The prediction is made for each row in a "test" database. The computation is invoked by a user defined function ([UDF](https://docs.exasol.com/db/latest/database_concepts/udf_scripts.htm)). If the database has multiple nodes the test rows would be evenly distributed across the nodes. The UDF making the predictions runs on all these nodes in parallel, each node computing its portion of the test data. This parallelization results in the reduction of overall computation time by the factor equal to the number of nodes.
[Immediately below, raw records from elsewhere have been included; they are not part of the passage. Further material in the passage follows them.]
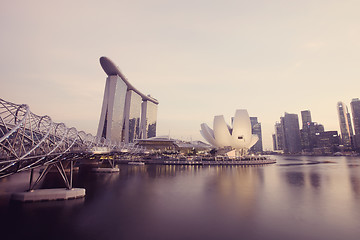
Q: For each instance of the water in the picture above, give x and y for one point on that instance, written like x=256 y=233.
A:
x=296 y=198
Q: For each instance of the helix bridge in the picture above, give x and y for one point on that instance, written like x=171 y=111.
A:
x=29 y=141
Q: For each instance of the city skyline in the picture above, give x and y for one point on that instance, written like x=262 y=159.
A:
x=198 y=59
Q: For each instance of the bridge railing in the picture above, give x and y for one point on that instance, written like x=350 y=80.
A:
x=28 y=140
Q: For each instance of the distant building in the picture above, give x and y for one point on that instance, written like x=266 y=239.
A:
x=292 y=141
x=279 y=135
x=355 y=109
x=309 y=131
x=126 y=113
x=256 y=129
x=274 y=142
x=345 y=125
x=329 y=139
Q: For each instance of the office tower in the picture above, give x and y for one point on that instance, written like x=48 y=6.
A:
x=329 y=139
x=256 y=129
x=292 y=141
x=126 y=113
x=345 y=125
x=355 y=109
x=274 y=142
x=307 y=130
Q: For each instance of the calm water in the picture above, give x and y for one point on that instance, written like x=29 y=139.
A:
x=296 y=198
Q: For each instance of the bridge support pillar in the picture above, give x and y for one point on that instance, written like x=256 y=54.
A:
x=33 y=194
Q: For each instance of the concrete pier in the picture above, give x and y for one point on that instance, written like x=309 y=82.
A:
x=48 y=194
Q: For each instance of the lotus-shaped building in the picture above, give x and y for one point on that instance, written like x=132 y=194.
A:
x=238 y=137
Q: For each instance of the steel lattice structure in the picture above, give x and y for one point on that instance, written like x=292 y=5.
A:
x=28 y=141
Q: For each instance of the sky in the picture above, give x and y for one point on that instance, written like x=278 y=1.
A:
x=199 y=58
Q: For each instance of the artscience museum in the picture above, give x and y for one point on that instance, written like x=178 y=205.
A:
x=238 y=136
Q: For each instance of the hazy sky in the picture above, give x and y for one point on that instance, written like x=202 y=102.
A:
x=198 y=58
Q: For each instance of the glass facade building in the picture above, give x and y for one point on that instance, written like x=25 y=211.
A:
x=149 y=119
x=292 y=141
x=132 y=116
x=256 y=129
x=126 y=113
x=355 y=109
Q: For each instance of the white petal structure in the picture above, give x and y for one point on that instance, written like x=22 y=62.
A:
x=238 y=136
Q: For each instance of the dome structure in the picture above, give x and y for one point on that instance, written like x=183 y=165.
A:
x=238 y=136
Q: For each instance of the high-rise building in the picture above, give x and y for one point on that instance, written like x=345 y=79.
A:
x=306 y=131
x=274 y=142
x=256 y=129
x=292 y=141
x=309 y=131
x=345 y=125
x=279 y=135
x=126 y=113
x=355 y=109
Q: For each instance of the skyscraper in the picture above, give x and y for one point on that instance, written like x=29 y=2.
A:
x=279 y=135
x=126 y=113
x=292 y=141
x=355 y=109
x=256 y=129
x=309 y=131
x=345 y=125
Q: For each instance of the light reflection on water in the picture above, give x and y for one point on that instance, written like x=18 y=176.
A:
x=296 y=198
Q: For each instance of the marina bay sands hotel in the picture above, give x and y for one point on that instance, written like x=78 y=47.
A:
x=126 y=113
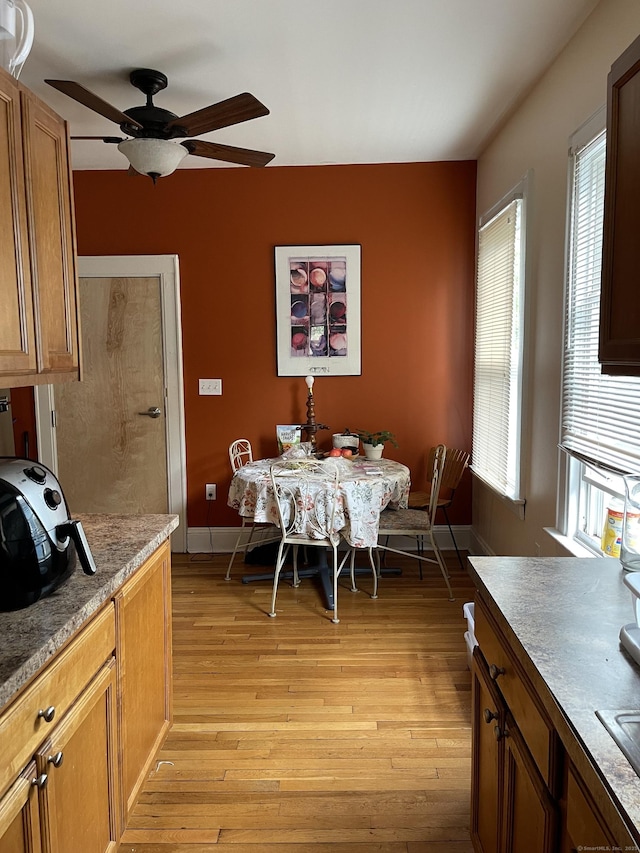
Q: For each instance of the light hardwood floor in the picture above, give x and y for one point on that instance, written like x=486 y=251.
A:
x=297 y=735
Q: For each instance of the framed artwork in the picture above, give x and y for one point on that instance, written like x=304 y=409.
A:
x=318 y=310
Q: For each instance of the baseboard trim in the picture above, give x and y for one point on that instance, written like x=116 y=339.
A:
x=478 y=546
x=222 y=540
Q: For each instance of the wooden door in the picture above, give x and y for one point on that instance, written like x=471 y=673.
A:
x=19 y=817
x=17 y=335
x=79 y=803
x=111 y=458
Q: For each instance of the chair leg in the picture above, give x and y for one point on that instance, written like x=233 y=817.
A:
x=374 y=572
x=354 y=587
x=441 y=563
x=455 y=544
x=335 y=585
x=276 y=577
x=296 y=579
x=227 y=577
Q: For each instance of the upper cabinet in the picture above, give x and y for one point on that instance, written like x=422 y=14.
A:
x=39 y=322
x=619 y=351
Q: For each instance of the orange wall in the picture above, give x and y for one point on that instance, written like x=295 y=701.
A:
x=415 y=223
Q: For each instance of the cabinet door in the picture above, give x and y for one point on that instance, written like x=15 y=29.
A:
x=19 y=819
x=530 y=814
x=17 y=338
x=51 y=233
x=585 y=828
x=143 y=626
x=79 y=801
x=488 y=715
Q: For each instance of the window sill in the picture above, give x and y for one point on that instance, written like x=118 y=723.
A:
x=516 y=505
x=575 y=549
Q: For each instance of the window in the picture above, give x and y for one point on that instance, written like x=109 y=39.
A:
x=499 y=346
x=600 y=414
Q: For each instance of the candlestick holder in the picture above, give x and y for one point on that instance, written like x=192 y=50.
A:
x=311 y=427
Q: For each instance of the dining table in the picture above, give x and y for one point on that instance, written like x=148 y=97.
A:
x=366 y=487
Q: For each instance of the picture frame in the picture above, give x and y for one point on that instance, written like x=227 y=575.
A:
x=318 y=323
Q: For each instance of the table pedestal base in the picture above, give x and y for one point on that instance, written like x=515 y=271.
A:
x=324 y=574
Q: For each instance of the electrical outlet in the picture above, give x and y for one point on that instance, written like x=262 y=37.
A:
x=210 y=386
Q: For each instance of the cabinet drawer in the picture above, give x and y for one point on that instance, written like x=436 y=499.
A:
x=22 y=727
x=525 y=709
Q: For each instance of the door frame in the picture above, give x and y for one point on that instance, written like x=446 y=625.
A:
x=166 y=269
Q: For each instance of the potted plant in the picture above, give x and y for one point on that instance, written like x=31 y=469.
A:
x=373 y=442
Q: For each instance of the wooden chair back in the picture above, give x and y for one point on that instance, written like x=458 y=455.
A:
x=240 y=453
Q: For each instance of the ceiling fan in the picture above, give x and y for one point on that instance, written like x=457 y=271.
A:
x=152 y=149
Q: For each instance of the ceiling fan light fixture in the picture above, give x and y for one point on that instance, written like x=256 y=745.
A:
x=154 y=157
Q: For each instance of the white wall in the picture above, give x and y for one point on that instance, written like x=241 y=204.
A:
x=536 y=138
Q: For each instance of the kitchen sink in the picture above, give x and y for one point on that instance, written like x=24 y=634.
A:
x=624 y=728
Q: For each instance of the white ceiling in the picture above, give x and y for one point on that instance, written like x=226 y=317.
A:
x=346 y=81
For the prediction UDF the scikit-learn model is an arbitrary object that supports the `predict` method. It can just as well be a pipeline including some pre-processing and/or post-processing steps.

## Prerequisites

Before using this set of notebooks the following steps need to be completed:
1. [Configure the AI-Lab](../main_config.ipynb).
2. [Load the MAGIC Gamma Telescope data](../data/data_telescope.ipynb).
3. [Load the Abalone data](../data/data_abalone.ipynb).

## Content

This section consists of two tutorials, covering one classification and one regression problem. Please note that the tutorials focus on showing the in-database prediction rather than presenting best ML practices. For the sake of clarity, we perform only very basic ML pre-processing and performance analysis.

The first notebook to run is the one that creates a [prediction UDF](./sklearn_predict_udf.ipynb).

This shall be followed by the two tutorials in any order.

- [Solving classification problem (MAGIC Gamma Telescope)](./sklearn_train_telescope.ipynb).
- [Solving regression problem (Abalone)](./sklearn_train_abalone.ipynb).